Young Republican activists like Adam Keller still believe the election was rigged despite evidence and investigations to the contrary.
“Proved is a strong word because there is a lot of fake news,” says Adam.
“People can’t really trust. So whether it’s proven or not, the problem is trust. Trust in the electoral system has been severely crippled by the last election.”
He tells me that the policies of the Biden administration are proof of his far-left agenda, led by the vice president Kamala harris, long considered a radical socialist by Republicans.
But he sees it as an advantage, paving the way for the return of Asset.
“You have an administration that says Biden is centrist, but his actions and policies are so leftist and when the middle sees it, they don’t really know where to go,” he explains.
“Part of our agenda that we really need to get across… we need to find the middle again. We need to start reaching out to them; becoming a little more centrist in our messages. And then when they realize that our message is really what they want to hear, they will see. “
He argues that Donald Trump will never lose his base, no matter what. Thus, by passing in the center of the field, he can easily spot the centrists upset by the path of Joe Biden.
Can bipartisanship work?
Outside of the state capital of Atlanta, there is a hint of one of the national challenges. Lines of homeless people. It is a problem so compounded by a struggling economy and the pandemic. In America, there is no safety net in the event of a fall.
Nearby, we meet Fallon McClure, a local lawyer and democratic activist for the grassroots group the Working Families Party.
“I saw the speech,” she said. “A number of times he mentioned bipartisanship and … having Republican and Democrat representatives coming to talk to him. And … he was basically like ‘if you don’t like my plan, come talk about it. “We can debate it, but we just have to get things done.”
She continued, “I think that’s the right approach. We have to move together. But then … he has a majority for a reason, right? Sometimes we can’t move together and sometimes we just have to get things done. And I think he has to recognize when… it’s not always going to be bipartisan. “
Back at Stone Mountain, we chatted with retired couple Curt and Sherrie Elliott, two of the 74 million people who voted for Donald Trump. The conversation hinted that the old arguments, even if they betray the facts, are still there.

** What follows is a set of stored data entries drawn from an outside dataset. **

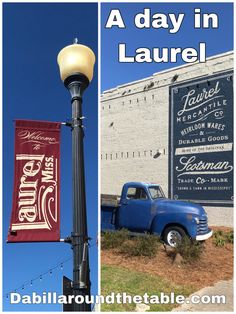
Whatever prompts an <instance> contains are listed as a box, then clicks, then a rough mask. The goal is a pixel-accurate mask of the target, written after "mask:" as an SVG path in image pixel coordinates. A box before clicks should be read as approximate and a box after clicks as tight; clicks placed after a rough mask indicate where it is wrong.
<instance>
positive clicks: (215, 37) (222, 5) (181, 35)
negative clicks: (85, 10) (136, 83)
mask: <svg viewBox="0 0 236 314" xmlns="http://www.w3.org/2000/svg"><path fill="white" fill-rule="evenodd" d="M144 8H150V9H151V13H152V14H154V13H164V14H168V13H175V14H178V13H185V17H184V21H183V23H182V26H181V29H180V30H179V32H178V33H176V34H170V33H169V32H168V30H167V29H154V28H150V29H138V28H136V27H135V25H134V16H135V15H136V14H137V13H140V12H143V9H144ZM194 8H201V11H202V12H205V13H212V12H213V13H217V14H218V18H219V28H218V29H194V27H193V12H194ZM111 9H119V10H120V13H121V15H122V18H123V20H124V22H125V26H126V28H125V29H119V28H118V27H113V28H111V29H106V28H105V24H106V22H107V19H108V16H109V12H110V10H111ZM101 28H102V30H101V47H102V53H101V71H102V77H101V90H102V91H104V90H107V89H110V88H113V87H116V86H117V85H121V84H124V83H128V82H131V81H134V80H139V79H142V78H145V77H148V76H151V75H152V74H153V73H156V72H159V71H161V70H164V69H168V68H172V67H174V66H177V65H181V64H183V61H182V60H180V59H179V60H178V62H177V63H175V64H173V63H172V64H171V63H139V64H138V63H119V62H118V44H119V43H126V46H127V54H129V55H130V56H132V55H134V52H135V49H136V48H138V47H147V48H149V49H151V48H153V47H160V48H161V47H195V48H196V47H198V44H199V42H206V45H207V49H206V53H207V56H208V57H209V56H213V55H215V54H219V53H223V52H226V51H229V50H232V49H233V3H210V2H208V3H197V2H195V3H161V2H160V3H158V2H157V3H114V4H112V3H109V4H108V3H104V4H102V21H101Z"/></svg>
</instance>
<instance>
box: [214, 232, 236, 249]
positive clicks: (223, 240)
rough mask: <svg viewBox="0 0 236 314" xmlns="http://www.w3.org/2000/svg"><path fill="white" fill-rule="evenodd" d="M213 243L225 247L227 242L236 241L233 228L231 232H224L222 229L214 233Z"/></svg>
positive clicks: (229, 242)
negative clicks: (234, 237) (234, 240)
mask: <svg viewBox="0 0 236 314" xmlns="http://www.w3.org/2000/svg"><path fill="white" fill-rule="evenodd" d="M213 243H214V244H215V246H218V247H224V246H225V244H226V243H230V244H233V243H234V232H233V231H232V230H231V231H229V232H224V231H222V230H217V231H215V232H214V233H213Z"/></svg>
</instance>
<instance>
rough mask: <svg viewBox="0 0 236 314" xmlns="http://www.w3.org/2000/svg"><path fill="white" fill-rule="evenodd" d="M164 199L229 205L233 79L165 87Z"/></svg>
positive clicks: (230, 200) (230, 160) (211, 80)
mask: <svg viewBox="0 0 236 314" xmlns="http://www.w3.org/2000/svg"><path fill="white" fill-rule="evenodd" d="M169 125H170V134H169V152H170V154H169V194H170V197H171V198H174V199H181V200H191V201H196V202H200V203H206V204H232V203H233V73H232V72H225V73H221V74H218V75H213V76H207V77H202V78H200V79H198V80H195V81H188V82H185V83H181V84H178V85H174V86H172V87H170V120H169Z"/></svg>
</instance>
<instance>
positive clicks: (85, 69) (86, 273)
mask: <svg viewBox="0 0 236 314" xmlns="http://www.w3.org/2000/svg"><path fill="white" fill-rule="evenodd" d="M57 62H58V65H59V68H60V75H61V79H62V81H63V82H64V85H65V86H66V88H67V89H68V90H69V92H70V94H71V104H72V121H71V123H70V125H71V130H72V180H73V186H72V198H73V231H72V233H71V237H70V242H71V245H72V249H73V283H72V289H73V294H74V296H77V295H81V296H82V297H85V295H89V296H90V278H89V262H88V232H87V216H86V197H85V177H84V147H83V137H84V130H83V115H82V96H83V92H84V90H85V89H86V88H87V87H88V85H89V83H90V81H91V80H92V78H93V67H94V63H95V55H94V53H93V51H92V50H91V49H90V48H88V47H86V46H84V45H80V44H78V41H77V39H76V40H75V41H74V44H73V45H69V46H67V47H65V48H63V49H62V50H61V51H60V52H59V54H58V57H57ZM73 311H91V306H90V305H89V304H86V303H85V302H84V303H82V304H78V303H76V302H74V304H73Z"/></svg>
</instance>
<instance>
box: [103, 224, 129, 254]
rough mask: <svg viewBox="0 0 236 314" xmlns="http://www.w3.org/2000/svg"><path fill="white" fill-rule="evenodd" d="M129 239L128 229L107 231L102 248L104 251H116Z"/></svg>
mask: <svg viewBox="0 0 236 314" xmlns="http://www.w3.org/2000/svg"><path fill="white" fill-rule="evenodd" d="M128 238H129V232H128V230H126V229H121V230H119V231H106V232H104V233H103V234H102V239H101V240H102V241H101V247H102V249H103V250H109V249H115V248H118V247H120V246H121V245H122V243H123V242H124V241H125V240H127V239H128Z"/></svg>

“Well, we’re not really that impressed. First of all, he didn’t win the election,” Curt tells me.
“And secondly, right off the bat he starts with all these executive orders on extending his power … I don’t feel any closer to unity, because … he does things that don’t. are not. what Republicans were in favor of and wanted. So how the hell is he trying to achieve any kind of two-party system? “
I ask for Joe Biden’s remarkable success with the immunization program.
“We don’t know if it works. It’s at an experimental stage. It’s not proven … No, we’re not going to get the vaccine. There’s no way, they’ll have to hold us back and force us to get the vaccine. vaccine, ”Curt says.
His wife nods.
“America is on the move again” is Joe Biden’s central message.
However, we always have the impression of moving in two different directions. Unity or even reconciliation seems far away.